Des familles déplacées dans la «ville de tentes» de Gaza 

(Abed Rahim Khatib/Flash90)

Par Ruwaida Kamal Amer

Dans des circonstances rappelant étrangement les conditions de vie des réfugiés palestiniens après la Nakba de 1948, un village de tentes a vu le jour ces derniers jours dans la partie ouest de Khan Younès, dans le sud de la bande de Gaza. Plus de 100 tentes de l’ONU ont été installées sur ce qui était auparavant une place de la ville, offrant un abri temporaire à environ 800 personnes qui ont été déplacées de leurs maisons à cause des bombardements israéliens sur Gaza, suite de l’attaque du Hamas du 7 octobre.

Alors que tout le monde à Gaza est en proie à de graves pénuries de nourriture, d’eau et d’électricité, ceux qui vivent dans les tentes sont parmi les plus touchés par les attaques d’Israël et l’intensification du siège/blocus. Les résidents du campement survivent grâce à l’aide limitée fournie par les habitants et quelques organisations de la société civile.

On ne sait pas exactement comment le village de tentes a vu le jour. Salama Marouf, chef du bureau des médias du Hamas, a admis lors d’une conférence de presse la semaine dernière que le Hamas avait été surpris par l’apparition de ce campement, qu’il a critiqué comme étant un écho des camps de réfugiés de 1948. S’en prenant à l’Office de secours et de travaux des Nations unies [UNRWA – dont le commissaire général est l’Italo-Suisse Philippe Lazzarini], qui s’occupe des affaires humanitaires des réfugiés palestiniens dans toute la région depuis la Nakba, Salama Marouf a déclaré: «Le rôle de l’UNRWA n’est pas d’installer des tentes pour les personnes déplacées à l’intérieur de Gaza en préparation de leur déplacement à l’extérieur de la bande.»

Tout en confirmant que les tentes lui appartiennent, l’agence des Nations unies a nié avoir créé un nouveau camp de réfugiés. «L’UNRWA a distribué des tentes aux familles déplacées à Khan Younès pour les protéger de la pluie et leur offrir dignité et intimité», a déclaré Juliette Touma, directrice de la communication de l’UNRWA, à +972. «Nous tenons à confirmer que l’UNRWA n’a pas établi de nouveaux camps dans la bande de Gaza.» [1]

Fadwa Al-Najjar est arrivée au campement vendredi. Debout devant sa tente, à proximité de chariots vendant des conserves et des ustensiles de cuisine, cette mère de sept enfants, âgée de 40 ans, a raconté les horreurs de son voyage depuis le nord de la bande de Gaza jusqu’à Khan Younès, à la suite de l’ordre d’évacuation donné par Israël.
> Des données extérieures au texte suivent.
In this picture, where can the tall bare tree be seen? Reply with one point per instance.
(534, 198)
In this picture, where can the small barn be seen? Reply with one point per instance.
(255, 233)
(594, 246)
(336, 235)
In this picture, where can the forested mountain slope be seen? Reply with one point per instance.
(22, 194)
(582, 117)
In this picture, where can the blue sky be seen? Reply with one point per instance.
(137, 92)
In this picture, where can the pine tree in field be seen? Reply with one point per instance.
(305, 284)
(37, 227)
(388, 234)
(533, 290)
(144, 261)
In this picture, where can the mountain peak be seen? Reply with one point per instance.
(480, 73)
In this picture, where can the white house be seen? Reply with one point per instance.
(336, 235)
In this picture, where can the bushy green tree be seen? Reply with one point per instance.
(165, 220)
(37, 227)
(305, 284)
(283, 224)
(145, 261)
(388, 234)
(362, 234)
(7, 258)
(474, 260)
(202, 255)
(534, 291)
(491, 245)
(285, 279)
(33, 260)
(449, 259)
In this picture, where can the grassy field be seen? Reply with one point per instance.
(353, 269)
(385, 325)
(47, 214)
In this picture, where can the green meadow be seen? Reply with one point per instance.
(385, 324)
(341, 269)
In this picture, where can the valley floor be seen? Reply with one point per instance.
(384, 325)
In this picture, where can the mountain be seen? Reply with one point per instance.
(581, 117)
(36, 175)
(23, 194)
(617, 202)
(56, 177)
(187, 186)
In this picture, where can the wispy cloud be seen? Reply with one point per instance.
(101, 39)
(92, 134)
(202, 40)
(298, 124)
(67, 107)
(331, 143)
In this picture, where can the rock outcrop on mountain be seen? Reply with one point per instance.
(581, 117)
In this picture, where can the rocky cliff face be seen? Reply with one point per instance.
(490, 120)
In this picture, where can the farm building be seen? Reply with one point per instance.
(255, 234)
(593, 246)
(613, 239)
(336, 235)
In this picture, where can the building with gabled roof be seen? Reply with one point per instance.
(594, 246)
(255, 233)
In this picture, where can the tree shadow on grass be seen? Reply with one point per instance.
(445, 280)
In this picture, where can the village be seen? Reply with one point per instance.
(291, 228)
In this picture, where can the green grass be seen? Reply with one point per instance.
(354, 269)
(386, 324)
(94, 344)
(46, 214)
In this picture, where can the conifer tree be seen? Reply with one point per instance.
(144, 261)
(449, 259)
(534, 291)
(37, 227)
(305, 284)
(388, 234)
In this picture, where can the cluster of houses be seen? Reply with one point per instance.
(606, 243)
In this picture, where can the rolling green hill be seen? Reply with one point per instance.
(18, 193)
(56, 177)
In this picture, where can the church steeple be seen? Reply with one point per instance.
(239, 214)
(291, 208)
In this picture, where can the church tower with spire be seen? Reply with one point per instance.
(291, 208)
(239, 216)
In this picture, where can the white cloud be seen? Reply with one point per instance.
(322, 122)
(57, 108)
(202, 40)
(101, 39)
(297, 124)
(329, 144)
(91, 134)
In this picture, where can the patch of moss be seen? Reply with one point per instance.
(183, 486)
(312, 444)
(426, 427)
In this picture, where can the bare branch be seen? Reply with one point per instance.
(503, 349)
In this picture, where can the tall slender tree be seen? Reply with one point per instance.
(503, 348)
Fadwa Al-Najjar a été déplacée avec 90 membres de sa famille, qui vivaient tous ensemble dans un immeuble résidentiel du nord de la bande de Gaza. Le voyage à pied de 30 kilomètres vers le sud a duré 10 heures. «Nous avons essayé de nous reposer en chemin, mais les bombardements étaient intenses et nous devions continuer à avancer», se souvient-elle. «Israël a bombardé devant nous des voitures qui transportaient des personnes déplacées. Nous avons vu des corps et des membres partout. C’était comme un jugement dernier. Nous avons récité la Shahada [profession de foi musulmane] parce que nous avions peur d’être tués. Je ne l’oublierai jamais.»

Sherine Al-Dabaa, 36 ans, vit dans une tente du campement avec plus de 15 membres de sa famille, après avoir fui leur maison de Shujaiya, à l’est de la ville de Gaza, le 15 octobre. «Nous n’avons pas trouvé d’endroit où rester, alors nous nous sommes rassemblés ici», a-t-elle déclaré. «Cet endroit n’est pas sûr et le bruit des bombardements, jour et nuit, terrifie les enfants. Nous avons l’impression que nous pouvons mourir à tout moment.»
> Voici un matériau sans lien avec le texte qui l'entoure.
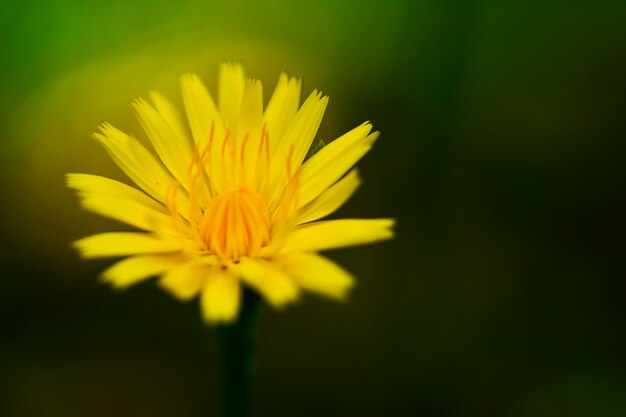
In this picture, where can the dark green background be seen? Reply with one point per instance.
(503, 140)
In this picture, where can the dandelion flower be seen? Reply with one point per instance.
(230, 201)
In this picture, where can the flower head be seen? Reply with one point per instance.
(230, 200)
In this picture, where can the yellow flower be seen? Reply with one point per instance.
(230, 202)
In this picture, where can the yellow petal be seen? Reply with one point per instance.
(316, 273)
(249, 130)
(230, 92)
(332, 234)
(221, 297)
(292, 149)
(331, 199)
(125, 243)
(275, 286)
(135, 269)
(185, 281)
(121, 202)
(172, 116)
(335, 159)
(282, 108)
(205, 122)
(136, 162)
(175, 152)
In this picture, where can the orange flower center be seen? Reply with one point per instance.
(236, 223)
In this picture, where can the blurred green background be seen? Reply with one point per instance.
(503, 140)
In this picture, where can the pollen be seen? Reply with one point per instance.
(236, 223)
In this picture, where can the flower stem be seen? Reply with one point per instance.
(237, 358)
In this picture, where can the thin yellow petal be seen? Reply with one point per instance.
(335, 159)
(135, 269)
(125, 243)
(282, 107)
(170, 113)
(294, 146)
(230, 92)
(331, 199)
(121, 202)
(332, 234)
(275, 286)
(316, 273)
(249, 129)
(174, 151)
(185, 281)
(136, 162)
(205, 122)
(221, 297)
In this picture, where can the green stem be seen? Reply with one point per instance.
(237, 358)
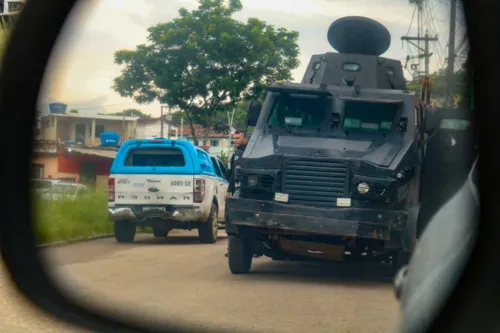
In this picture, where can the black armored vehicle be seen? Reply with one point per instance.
(333, 167)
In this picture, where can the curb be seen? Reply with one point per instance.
(74, 241)
(81, 240)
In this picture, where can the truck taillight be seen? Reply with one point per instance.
(198, 190)
(111, 189)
Sherine Al-Dabaa explique que les conditions de vie dans le village de tentes sont difficiles. «Nous faisons du feu pour nous éclairer la nuit et pour cuisiner pendant la journée. La nuit, il fait très froid et les enfants ne peuvent pas le supporter – ils ont besoin de couvertures. Nous avons quitté notre maison sans rien. Nous avons besoin d’eau pour nous laver les mains. Nous n’avons même pas pris de douche depuis le début de la guerre.»

Malgré les rapprochements avec la Nakba, Sherine Al-Dabaa est déterminée: «Ce n’est pas un camp de réfugiés, et nous refusons de l’appeler ainsi. Il s’agit d’une solution temporaire jusqu’à ce que nous puissions retourner dans nos maisons.»

Karam Tabsh, 44 ans, vit lui aussi sous une tente après avoir fui sa maison de Beit Lahia, à l’extrême nord de la bande de Gaza. «J’ai à peine pu profiter des rénovations que nous venions d’achever dans ma maison», déplore-t-il. «Je l’ai laissée derrière moi et j’ai fui pour sauver mes six enfants des bombardements. Je n’ai pas fui très loin [au début]. Nous sommes allés à l’école de l’UNRWA, dans le centre de la ville de Gaza, pour pouvoir rentrer rapidement chez nous. Mais c’est devenu impossible lorsqu’ils nous ont ordonné de nous déplacer vers le sud de la bande de Gaza.» [2]

Arrivés à Khan Younès, Tabsh et sa famille ne savaient pas où aller. «Je n’ai pas d’amis ici ni de famille dans la région. J’ai dit à ma femme que nous devrions aller à l’école de l’UNRWA, où je pensais que nous rencontrerions des gens qui pourraient nous aider, mais toutes les écoles étaient déjà surpeuplées.»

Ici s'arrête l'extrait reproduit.